Hancock board to try another time to sell Broadview site

NEW CUMBERLAND — Members of the Hancock County Board of Education have given approval to advertise for the sale of former school property in Weirton, while one resident voiced interest in possibly purchasing the property.

The board unanimously approved Monday to give Superintendent Tim Woodward authority to prepare notice to sell the Broadview Elementary School property at a public auction, with the notice of the public auction and sale in accordance with state code.

During public comment prior to the vote, Weirton resident John Bortz expressed support for the board’s decision to place the property up for auction, and stated three people, including himself, had expressed interest in purchasing the property.

Bortz stated he looked to move from his current two-story home to a one-story home as his wife currently battles some health issues, while one other resident, Scott Boehm, expressed interest in building a home there as well.

“I’m more of the business person here,” Bortz said. “Scott and Mark (Sikora) are engineers, so if there’s any questions on any of the property, you can go to them.”

Bortz said he went to the city planning commission, and learned that it was 6.2 acres of property, but noted he wasn’t sure what he’d do with some of the land.

Ultimately, he said his plan was to put three lots on the property for about $150,000, which eventually may require a city street to be built.

The sale of the former school had been discussed over the past few meetings, with Woodward conducting research prior to the board’s Aug. 28 meeting, and answering questions regarding the property.

Among of the major questions answered Aug. 28 was regarding the ownership of the right-of-way, who owned which easements and whether the district had to pay back any money to any heirs of estates who previously owned that property.

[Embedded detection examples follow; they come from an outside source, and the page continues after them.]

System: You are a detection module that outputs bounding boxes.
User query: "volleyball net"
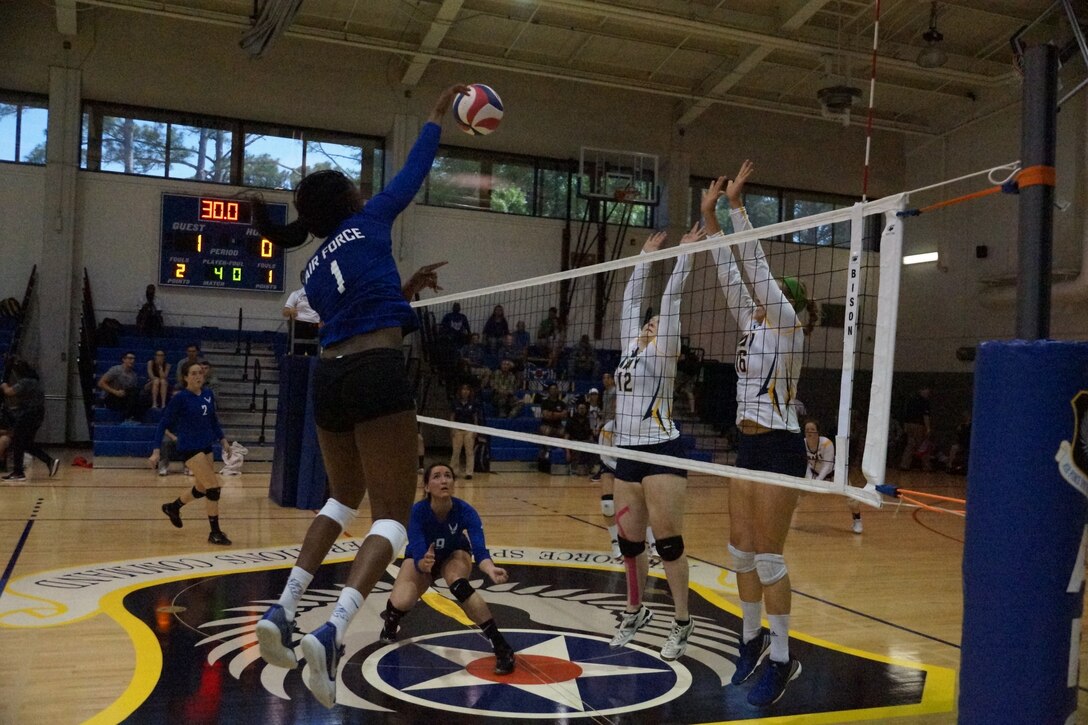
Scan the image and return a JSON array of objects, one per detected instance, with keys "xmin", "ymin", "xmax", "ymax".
[{"xmin": 404, "ymin": 195, "xmax": 906, "ymax": 506}]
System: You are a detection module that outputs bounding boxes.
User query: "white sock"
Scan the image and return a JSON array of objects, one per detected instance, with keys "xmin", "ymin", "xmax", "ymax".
[
  {"xmin": 280, "ymin": 566, "xmax": 313, "ymax": 622},
  {"xmin": 767, "ymin": 614, "xmax": 790, "ymax": 662},
  {"xmin": 741, "ymin": 599, "xmax": 763, "ymax": 642},
  {"xmin": 329, "ymin": 587, "xmax": 362, "ymax": 644}
]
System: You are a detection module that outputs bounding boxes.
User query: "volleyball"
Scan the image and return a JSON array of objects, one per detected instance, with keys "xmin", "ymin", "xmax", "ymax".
[{"xmin": 454, "ymin": 83, "xmax": 503, "ymax": 136}]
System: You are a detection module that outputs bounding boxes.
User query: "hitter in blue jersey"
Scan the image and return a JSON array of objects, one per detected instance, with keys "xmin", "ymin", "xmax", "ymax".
[
  {"xmin": 149, "ymin": 360, "xmax": 231, "ymax": 545},
  {"xmin": 254, "ymin": 86, "xmax": 467, "ymax": 708},
  {"xmin": 381, "ymin": 464, "xmax": 515, "ymax": 675}
]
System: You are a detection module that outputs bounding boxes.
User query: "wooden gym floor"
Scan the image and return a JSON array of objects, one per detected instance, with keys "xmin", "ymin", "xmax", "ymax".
[{"xmin": 0, "ymin": 451, "xmax": 1088, "ymax": 724}]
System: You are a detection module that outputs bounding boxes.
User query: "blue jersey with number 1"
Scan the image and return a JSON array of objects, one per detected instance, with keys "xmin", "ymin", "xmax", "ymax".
[{"xmin": 305, "ymin": 123, "xmax": 442, "ymax": 346}]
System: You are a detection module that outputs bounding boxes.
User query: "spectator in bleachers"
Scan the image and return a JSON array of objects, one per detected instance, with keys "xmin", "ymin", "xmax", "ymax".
[
  {"xmin": 495, "ymin": 333, "xmax": 526, "ymax": 370},
  {"xmin": 483, "ymin": 305, "xmax": 510, "ymax": 353},
  {"xmin": 567, "ymin": 402, "xmax": 596, "ymax": 476},
  {"xmin": 174, "ymin": 343, "xmax": 200, "ymax": 390},
  {"xmin": 98, "ymin": 352, "xmax": 140, "ymax": 420},
  {"xmin": 0, "ymin": 359, "xmax": 61, "ymax": 481},
  {"xmin": 438, "ymin": 303, "xmax": 472, "ymax": 348},
  {"xmin": 536, "ymin": 307, "xmax": 560, "ymax": 343},
  {"xmin": 514, "ymin": 322, "xmax": 533, "ymax": 350},
  {"xmin": 491, "ymin": 358, "xmax": 521, "ymax": 418},
  {"xmin": 136, "ymin": 284, "xmax": 164, "ymax": 337},
  {"xmin": 570, "ymin": 335, "xmax": 601, "ymax": 379},
  {"xmin": 536, "ymin": 383, "xmax": 567, "ymax": 474},
  {"xmin": 147, "ymin": 349, "xmax": 170, "ymax": 408},
  {"xmin": 199, "ymin": 357, "xmax": 219, "ymax": 395}
]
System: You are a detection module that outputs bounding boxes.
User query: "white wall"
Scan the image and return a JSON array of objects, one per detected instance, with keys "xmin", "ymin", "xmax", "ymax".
[
  {"xmin": 23, "ymin": 2, "xmax": 1088, "ymax": 439},
  {"xmin": 895, "ymin": 88, "xmax": 1088, "ymax": 371}
]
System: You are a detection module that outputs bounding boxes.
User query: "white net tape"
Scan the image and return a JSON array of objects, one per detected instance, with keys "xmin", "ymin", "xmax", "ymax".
[{"xmin": 413, "ymin": 195, "xmax": 906, "ymax": 505}]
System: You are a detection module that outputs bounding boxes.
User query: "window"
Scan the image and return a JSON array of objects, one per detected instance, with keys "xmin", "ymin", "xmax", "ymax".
[
  {"xmin": 423, "ymin": 146, "xmax": 653, "ymax": 226},
  {"xmin": 79, "ymin": 101, "xmax": 383, "ymax": 189},
  {"xmin": 0, "ymin": 91, "xmax": 49, "ymax": 164},
  {"xmin": 691, "ymin": 176, "xmax": 855, "ymax": 246}
]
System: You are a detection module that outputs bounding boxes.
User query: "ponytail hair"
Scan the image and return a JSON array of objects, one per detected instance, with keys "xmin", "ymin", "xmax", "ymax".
[{"xmin": 252, "ymin": 197, "xmax": 310, "ymax": 249}]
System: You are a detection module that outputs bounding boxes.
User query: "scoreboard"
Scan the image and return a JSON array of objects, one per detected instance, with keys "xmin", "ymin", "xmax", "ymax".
[{"xmin": 159, "ymin": 194, "xmax": 287, "ymax": 292}]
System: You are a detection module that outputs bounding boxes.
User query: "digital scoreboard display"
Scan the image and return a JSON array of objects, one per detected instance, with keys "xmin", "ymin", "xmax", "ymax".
[{"xmin": 159, "ymin": 194, "xmax": 287, "ymax": 292}]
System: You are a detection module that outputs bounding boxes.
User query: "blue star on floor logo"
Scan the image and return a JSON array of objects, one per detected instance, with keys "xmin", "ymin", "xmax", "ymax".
[{"xmin": 362, "ymin": 629, "xmax": 692, "ymax": 718}]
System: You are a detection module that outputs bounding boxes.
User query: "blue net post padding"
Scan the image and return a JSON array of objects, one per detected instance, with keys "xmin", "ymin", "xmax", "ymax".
[
  {"xmin": 269, "ymin": 355, "xmax": 327, "ymax": 509},
  {"xmin": 960, "ymin": 341, "xmax": 1088, "ymax": 724}
]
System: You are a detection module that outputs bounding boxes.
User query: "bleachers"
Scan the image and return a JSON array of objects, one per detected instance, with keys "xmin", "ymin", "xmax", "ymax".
[{"xmin": 91, "ymin": 328, "xmax": 287, "ymax": 471}]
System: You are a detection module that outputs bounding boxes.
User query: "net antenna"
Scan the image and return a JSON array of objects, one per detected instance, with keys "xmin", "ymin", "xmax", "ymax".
[
  {"xmin": 1009, "ymin": 0, "xmax": 1088, "ymax": 108},
  {"xmin": 574, "ymin": 146, "xmax": 658, "ymax": 339}
]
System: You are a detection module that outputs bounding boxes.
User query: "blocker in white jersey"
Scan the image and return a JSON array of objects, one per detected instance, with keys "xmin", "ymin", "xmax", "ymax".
[
  {"xmin": 613, "ymin": 237, "xmax": 691, "ymax": 446},
  {"xmin": 714, "ymin": 207, "xmax": 805, "ymax": 432}
]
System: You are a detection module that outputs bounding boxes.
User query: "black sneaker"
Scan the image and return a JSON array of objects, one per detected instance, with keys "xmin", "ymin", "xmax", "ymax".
[
  {"xmin": 749, "ymin": 658, "xmax": 801, "ymax": 708},
  {"xmin": 378, "ymin": 612, "xmax": 400, "ymax": 644},
  {"xmin": 162, "ymin": 503, "xmax": 182, "ymax": 529},
  {"xmin": 208, "ymin": 524, "xmax": 231, "ymax": 546},
  {"xmin": 495, "ymin": 648, "xmax": 517, "ymax": 675},
  {"xmin": 730, "ymin": 629, "xmax": 770, "ymax": 685}
]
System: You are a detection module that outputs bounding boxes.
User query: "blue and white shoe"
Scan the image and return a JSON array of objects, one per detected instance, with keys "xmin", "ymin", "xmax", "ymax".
[
  {"xmin": 749, "ymin": 658, "xmax": 801, "ymax": 708},
  {"xmin": 257, "ymin": 604, "xmax": 298, "ymax": 669},
  {"xmin": 301, "ymin": 622, "xmax": 344, "ymax": 709}
]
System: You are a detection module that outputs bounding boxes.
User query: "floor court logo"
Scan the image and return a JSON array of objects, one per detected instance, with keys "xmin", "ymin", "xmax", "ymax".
[{"xmin": 0, "ymin": 540, "xmax": 954, "ymax": 723}]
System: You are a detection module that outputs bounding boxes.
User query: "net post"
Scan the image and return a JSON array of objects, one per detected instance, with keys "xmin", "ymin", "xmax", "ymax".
[
  {"xmin": 1016, "ymin": 44, "xmax": 1058, "ymax": 340},
  {"xmin": 960, "ymin": 341, "xmax": 1088, "ymax": 723}
]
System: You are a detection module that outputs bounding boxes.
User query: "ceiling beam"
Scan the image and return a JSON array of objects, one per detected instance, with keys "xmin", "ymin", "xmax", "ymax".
[
  {"xmin": 677, "ymin": 0, "xmax": 829, "ymax": 128},
  {"xmin": 53, "ymin": 0, "xmax": 79, "ymax": 35},
  {"xmin": 400, "ymin": 0, "xmax": 465, "ymax": 86},
  {"xmin": 539, "ymin": 0, "xmax": 1015, "ymax": 87}
]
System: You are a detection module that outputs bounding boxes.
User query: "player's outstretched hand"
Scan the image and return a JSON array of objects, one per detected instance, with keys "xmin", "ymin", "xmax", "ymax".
[
  {"xmin": 642, "ymin": 232, "xmax": 668, "ymax": 251},
  {"xmin": 726, "ymin": 159, "xmax": 755, "ymax": 203},
  {"xmin": 428, "ymin": 83, "xmax": 469, "ymax": 123},
  {"xmin": 680, "ymin": 222, "xmax": 706, "ymax": 244}
]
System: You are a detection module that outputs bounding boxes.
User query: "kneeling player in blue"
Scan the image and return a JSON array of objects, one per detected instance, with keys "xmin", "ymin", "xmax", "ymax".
[
  {"xmin": 381, "ymin": 464, "xmax": 515, "ymax": 675},
  {"xmin": 149, "ymin": 360, "xmax": 231, "ymax": 545}
]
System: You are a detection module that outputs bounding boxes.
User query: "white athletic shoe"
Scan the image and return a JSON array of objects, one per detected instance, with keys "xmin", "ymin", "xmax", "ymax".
[
  {"xmin": 662, "ymin": 618, "xmax": 695, "ymax": 662},
  {"xmin": 608, "ymin": 604, "xmax": 654, "ymax": 647}
]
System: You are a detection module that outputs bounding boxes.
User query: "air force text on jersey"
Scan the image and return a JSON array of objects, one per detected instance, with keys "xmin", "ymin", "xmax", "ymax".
[{"xmin": 302, "ymin": 228, "xmax": 367, "ymax": 284}]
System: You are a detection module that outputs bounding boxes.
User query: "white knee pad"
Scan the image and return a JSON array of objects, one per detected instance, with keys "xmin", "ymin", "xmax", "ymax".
[
  {"xmin": 367, "ymin": 518, "xmax": 408, "ymax": 562},
  {"xmin": 318, "ymin": 499, "xmax": 359, "ymax": 531},
  {"xmin": 755, "ymin": 554, "xmax": 787, "ymax": 587},
  {"xmin": 729, "ymin": 544, "xmax": 755, "ymax": 574}
]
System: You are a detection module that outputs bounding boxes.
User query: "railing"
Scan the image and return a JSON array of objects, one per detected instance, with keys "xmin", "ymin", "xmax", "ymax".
[
  {"xmin": 76, "ymin": 268, "xmax": 98, "ymax": 431},
  {"xmin": 0, "ymin": 265, "xmax": 38, "ymax": 380}
]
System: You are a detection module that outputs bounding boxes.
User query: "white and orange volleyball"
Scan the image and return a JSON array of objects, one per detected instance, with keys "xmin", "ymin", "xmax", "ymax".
[{"xmin": 454, "ymin": 83, "xmax": 503, "ymax": 136}]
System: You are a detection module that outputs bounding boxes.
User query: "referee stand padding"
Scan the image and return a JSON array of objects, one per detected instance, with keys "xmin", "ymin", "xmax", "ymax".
[{"xmin": 960, "ymin": 341, "xmax": 1088, "ymax": 725}]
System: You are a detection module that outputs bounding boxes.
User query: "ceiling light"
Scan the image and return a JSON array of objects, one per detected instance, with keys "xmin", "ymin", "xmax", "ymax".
[
  {"xmin": 918, "ymin": 2, "xmax": 949, "ymax": 67},
  {"xmin": 903, "ymin": 251, "xmax": 937, "ymax": 265}
]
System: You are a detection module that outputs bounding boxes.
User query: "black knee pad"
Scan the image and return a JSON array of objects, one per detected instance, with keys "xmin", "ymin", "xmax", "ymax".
[
  {"xmin": 449, "ymin": 578, "xmax": 475, "ymax": 604},
  {"xmin": 617, "ymin": 537, "xmax": 646, "ymax": 558},
  {"xmin": 657, "ymin": 536, "xmax": 683, "ymax": 562}
]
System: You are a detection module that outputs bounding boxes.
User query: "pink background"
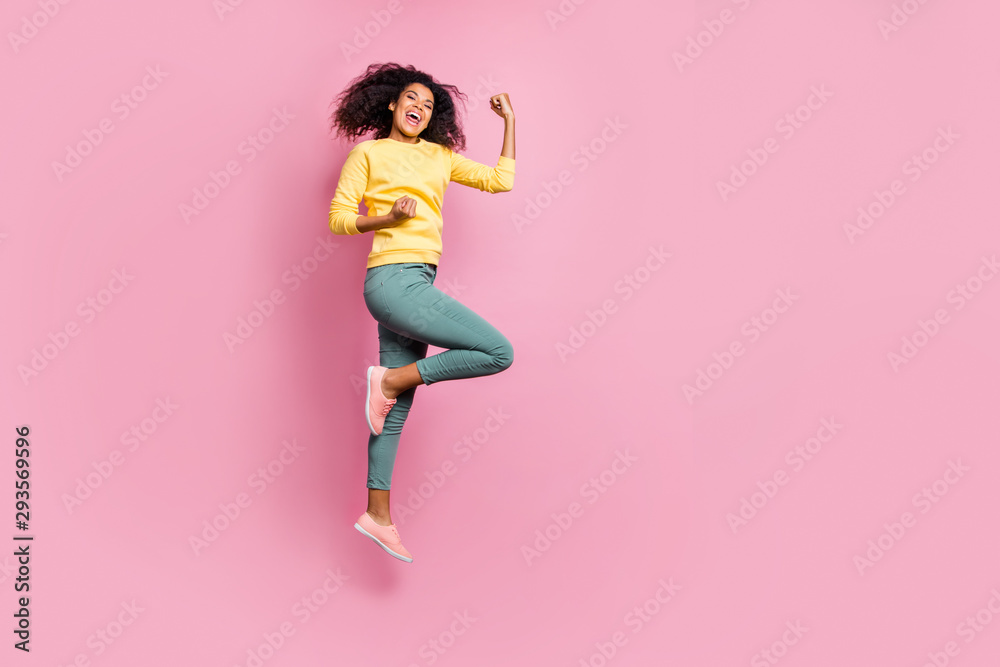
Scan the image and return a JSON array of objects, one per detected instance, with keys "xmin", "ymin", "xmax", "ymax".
[{"xmin": 0, "ymin": 0, "xmax": 1000, "ymax": 667}]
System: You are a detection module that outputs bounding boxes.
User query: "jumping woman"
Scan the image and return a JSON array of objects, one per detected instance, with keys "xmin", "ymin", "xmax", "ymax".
[{"xmin": 330, "ymin": 63, "xmax": 514, "ymax": 563}]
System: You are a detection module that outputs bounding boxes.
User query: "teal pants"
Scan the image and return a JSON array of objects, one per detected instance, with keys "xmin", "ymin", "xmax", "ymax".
[{"xmin": 364, "ymin": 262, "xmax": 514, "ymax": 489}]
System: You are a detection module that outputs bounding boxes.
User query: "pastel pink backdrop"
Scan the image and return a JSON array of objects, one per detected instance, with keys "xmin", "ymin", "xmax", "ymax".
[{"xmin": 0, "ymin": 0, "xmax": 1000, "ymax": 667}]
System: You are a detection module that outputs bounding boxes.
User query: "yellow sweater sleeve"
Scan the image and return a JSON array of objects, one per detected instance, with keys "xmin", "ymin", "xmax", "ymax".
[
  {"xmin": 451, "ymin": 151, "xmax": 514, "ymax": 192},
  {"xmin": 330, "ymin": 143, "xmax": 368, "ymax": 235}
]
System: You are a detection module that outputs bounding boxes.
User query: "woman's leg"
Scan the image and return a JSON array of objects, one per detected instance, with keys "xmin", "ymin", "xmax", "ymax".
[
  {"xmin": 382, "ymin": 264, "xmax": 514, "ymax": 394},
  {"xmin": 367, "ymin": 323, "xmax": 427, "ymax": 526}
]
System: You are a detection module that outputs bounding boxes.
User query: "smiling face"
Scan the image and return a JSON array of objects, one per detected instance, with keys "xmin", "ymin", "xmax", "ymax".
[{"xmin": 389, "ymin": 83, "xmax": 434, "ymax": 137}]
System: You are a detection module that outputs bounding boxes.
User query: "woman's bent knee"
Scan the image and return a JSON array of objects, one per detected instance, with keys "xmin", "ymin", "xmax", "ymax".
[{"xmin": 492, "ymin": 338, "xmax": 514, "ymax": 373}]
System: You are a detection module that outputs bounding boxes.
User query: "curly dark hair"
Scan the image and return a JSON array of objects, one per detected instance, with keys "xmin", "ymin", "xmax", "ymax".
[{"xmin": 330, "ymin": 63, "xmax": 468, "ymax": 151}]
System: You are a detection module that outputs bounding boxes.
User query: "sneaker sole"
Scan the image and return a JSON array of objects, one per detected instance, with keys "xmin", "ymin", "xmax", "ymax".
[
  {"xmin": 365, "ymin": 366, "xmax": 379, "ymax": 438},
  {"xmin": 354, "ymin": 523, "xmax": 413, "ymax": 563}
]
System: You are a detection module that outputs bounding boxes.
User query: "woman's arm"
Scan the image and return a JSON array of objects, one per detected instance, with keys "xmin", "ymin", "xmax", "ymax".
[
  {"xmin": 490, "ymin": 93, "xmax": 514, "ymax": 160},
  {"xmin": 450, "ymin": 93, "xmax": 515, "ymax": 192},
  {"xmin": 330, "ymin": 142, "xmax": 417, "ymax": 235},
  {"xmin": 354, "ymin": 196, "xmax": 417, "ymax": 234}
]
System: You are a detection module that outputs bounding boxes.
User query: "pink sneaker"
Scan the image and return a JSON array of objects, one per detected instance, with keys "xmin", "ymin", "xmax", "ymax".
[
  {"xmin": 365, "ymin": 366, "xmax": 396, "ymax": 435},
  {"xmin": 354, "ymin": 512, "xmax": 413, "ymax": 563}
]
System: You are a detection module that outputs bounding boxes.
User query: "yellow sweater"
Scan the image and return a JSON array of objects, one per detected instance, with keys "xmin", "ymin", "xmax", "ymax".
[{"xmin": 330, "ymin": 139, "xmax": 514, "ymax": 268}]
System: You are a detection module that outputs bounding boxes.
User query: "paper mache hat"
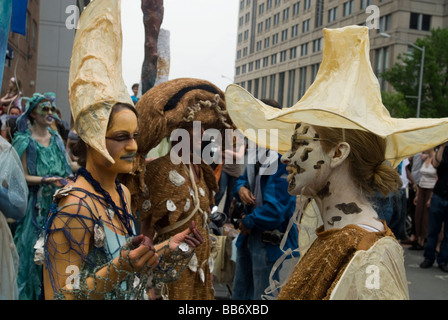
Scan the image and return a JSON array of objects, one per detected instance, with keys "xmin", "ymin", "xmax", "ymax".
[
  {"xmin": 226, "ymin": 26, "xmax": 448, "ymax": 167},
  {"xmin": 69, "ymin": 0, "xmax": 134, "ymax": 163}
]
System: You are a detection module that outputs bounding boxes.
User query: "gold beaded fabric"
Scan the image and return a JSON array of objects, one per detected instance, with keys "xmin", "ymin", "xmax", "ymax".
[
  {"xmin": 133, "ymin": 154, "xmax": 217, "ymax": 300},
  {"xmin": 278, "ymin": 224, "xmax": 394, "ymax": 300}
]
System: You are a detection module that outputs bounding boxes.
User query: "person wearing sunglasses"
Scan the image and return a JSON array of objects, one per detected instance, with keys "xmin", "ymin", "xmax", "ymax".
[{"xmin": 13, "ymin": 93, "xmax": 73, "ymax": 300}]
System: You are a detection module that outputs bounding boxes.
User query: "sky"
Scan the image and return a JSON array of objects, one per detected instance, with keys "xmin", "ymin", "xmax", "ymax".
[{"xmin": 121, "ymin": 0, "xmax": 239, "ymax": 93}]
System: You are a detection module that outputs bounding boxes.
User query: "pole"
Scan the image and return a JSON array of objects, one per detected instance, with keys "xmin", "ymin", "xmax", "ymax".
[{"xmin": 417, "ymin": 47, "xmax": 425, "ymax": 118}]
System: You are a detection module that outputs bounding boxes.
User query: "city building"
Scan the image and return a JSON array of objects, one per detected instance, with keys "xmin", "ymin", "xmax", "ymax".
[
  {"xmin": 234, "ymin": 0, "xmax": 448, "ymax": 107},
  {"xmin": 1, "ymin": 0, "xmax": 41, "ymax": 101}
]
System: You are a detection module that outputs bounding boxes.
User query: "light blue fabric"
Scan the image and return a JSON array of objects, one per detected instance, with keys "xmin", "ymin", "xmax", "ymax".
[
  {"xmin": 0, "ymin": 0, "xmax": 12, "ymax": 88},
  {"xmin": 13, "ymin": 129, "xmax": 72, "ymax": 300}
]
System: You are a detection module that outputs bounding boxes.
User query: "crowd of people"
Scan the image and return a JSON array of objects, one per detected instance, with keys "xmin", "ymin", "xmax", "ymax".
[{"xmin": 0, "ymin": 0, "xmax": 448, "ymax": 300}]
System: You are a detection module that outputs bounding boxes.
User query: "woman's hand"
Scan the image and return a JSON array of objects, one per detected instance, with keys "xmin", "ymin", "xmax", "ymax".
[
  {"xmin": 170, "ymin": 221, "xmax": 204, "ymax": 251},
  {"xmin": 238, "ymin": 187, "xmax": 255, "ymax": 206},
  {"xmin": 121, "ymin": 241, "xmax": 159, "ymax": 272}
]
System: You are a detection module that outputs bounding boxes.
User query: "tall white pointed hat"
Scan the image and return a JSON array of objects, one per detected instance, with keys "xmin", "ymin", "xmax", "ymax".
[
  {"xmin": 226, "ymin": 26, "xmax": 448, "ymax": 166},
  {"xmin": 69, "ymin": 0, "xmax": 134, "ymax": 163}
]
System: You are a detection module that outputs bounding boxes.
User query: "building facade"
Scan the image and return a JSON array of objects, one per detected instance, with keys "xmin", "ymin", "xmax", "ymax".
[
  {"xmin": 234, "ymin": 0, "xmax": 448, "ymax": 107},
  {"xmin": 1, "ymin": 0, "xmax": 41, "ymax": 104}
]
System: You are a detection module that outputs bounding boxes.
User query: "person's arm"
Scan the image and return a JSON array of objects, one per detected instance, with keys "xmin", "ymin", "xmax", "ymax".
[
  {"xmin": 0, "ymin": 185, "xmax": 28, "ymax": 220},
  {"xmin": 432, "ymin": 142, "xmax": 448, "ymax": 169},
  {"xmin": 20, "ymin": 151, "xmax": 64, "ymax": 188},
  {"xmin": 44, "ymin": 196, "xmax": 158, "ymax": 300}
]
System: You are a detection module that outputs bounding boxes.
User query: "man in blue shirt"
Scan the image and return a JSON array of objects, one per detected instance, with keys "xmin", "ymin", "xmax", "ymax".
[{"xmin": 232, "ymin": 151, "xmax": 298, "ymax": 300}]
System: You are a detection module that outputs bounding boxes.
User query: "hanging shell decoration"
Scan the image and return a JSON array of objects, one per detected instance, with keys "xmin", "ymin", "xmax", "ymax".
[
  {"xmin": 93, "ymin": 224, "xmax": 106, "ymax": 248},
  {"xmin": 169, "ymin": 170, "xmax": 185, "ymax": 187},
  {"xmin": 166, "ymin": 199, "xmax": 177, "ymax": 212}
]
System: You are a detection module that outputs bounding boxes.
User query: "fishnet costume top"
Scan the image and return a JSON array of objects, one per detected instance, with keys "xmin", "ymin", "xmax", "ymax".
[{"xmin": 42, "ymin": 169, "xmax": 191, "ymax": 300}]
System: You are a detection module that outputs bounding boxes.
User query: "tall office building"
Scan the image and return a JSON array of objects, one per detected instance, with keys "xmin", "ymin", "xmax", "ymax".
[{"xmin": 234, "ymin": 0, "xmax": 448, "ymax": 107}]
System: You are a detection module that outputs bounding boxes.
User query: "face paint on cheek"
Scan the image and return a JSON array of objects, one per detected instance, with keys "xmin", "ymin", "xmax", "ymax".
[
  {"xmin": 317, "ymin": 181, "xmax": 331, "ymax": 199},
  {"xmin": 327, "ymin": 216, "xmax": 342, "ymax": 226},
  {"xmin": 314, "ymin": 160, "xmax": 325, "ymax": 170},
  {"xmin": 335, "ymin": 202, "xmax": 362, "ymax": 214},
  {"xmin": 300, "ymin": 148, "xmax": 313, "ymax": 162}
]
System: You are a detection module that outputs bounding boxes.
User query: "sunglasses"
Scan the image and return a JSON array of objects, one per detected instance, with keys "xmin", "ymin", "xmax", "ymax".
[
  {"xmin": 39, "ymin": 102, "xmax": 56, "ymax": 113},
  {"xmin": 106, "ymin": 133, "xmax": 138, "ymax": 142}
]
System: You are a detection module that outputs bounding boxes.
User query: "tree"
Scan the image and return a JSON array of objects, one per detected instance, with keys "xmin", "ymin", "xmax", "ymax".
[{"xmin": 381, "ymin": 28, "xmax": 448, "ymax": 118}]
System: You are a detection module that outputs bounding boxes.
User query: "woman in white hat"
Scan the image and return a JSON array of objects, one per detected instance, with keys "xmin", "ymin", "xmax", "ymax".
[
  {"xmin": 226, "ymin": 26, "xmax": 448, "ymax": 300},
  {"xmin": 40, "ymin": 0, "xmax": 203, "ymax": 300}
]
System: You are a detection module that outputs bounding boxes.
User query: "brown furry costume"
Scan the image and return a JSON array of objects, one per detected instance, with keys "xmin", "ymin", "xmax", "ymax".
[{"xmin": 125, "ymin": 78, "xmax": 233, "ymax": 300}]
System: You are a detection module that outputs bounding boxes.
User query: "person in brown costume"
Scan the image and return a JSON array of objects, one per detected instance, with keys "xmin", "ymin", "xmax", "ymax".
[{"xmin": 125, "ymin": 78, "xmax": 232, "ymax": 300}]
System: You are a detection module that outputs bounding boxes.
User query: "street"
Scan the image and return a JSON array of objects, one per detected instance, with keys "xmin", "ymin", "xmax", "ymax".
[
  {"xmin": 403, "ymin": 246, "xmax": 448, "ymax": 300},
  {"xmin": 215, "ymin": 245, "xmax": 448, "ymax": 300}
]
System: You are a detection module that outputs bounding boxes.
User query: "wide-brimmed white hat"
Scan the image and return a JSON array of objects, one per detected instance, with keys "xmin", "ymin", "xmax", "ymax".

According to West Virginia code, any property given to a board of education at an amount that is not fair market value, is located in a rural community and should no longer exist as board property is to be returned to the heirs of the original owner at the same amount, if wanted by the heirs.

However, in papers Woodward provided the board at the Aug. 28 meeting, which included board minutes dated back to 1953, Weirton was not considered a rural community back then, and as a result, the board are the owners of the property and the easements.

Although it had appeared on the Aug. 28 agenda, it was tabled to allow the board more time to look over the matter and take a proper vote.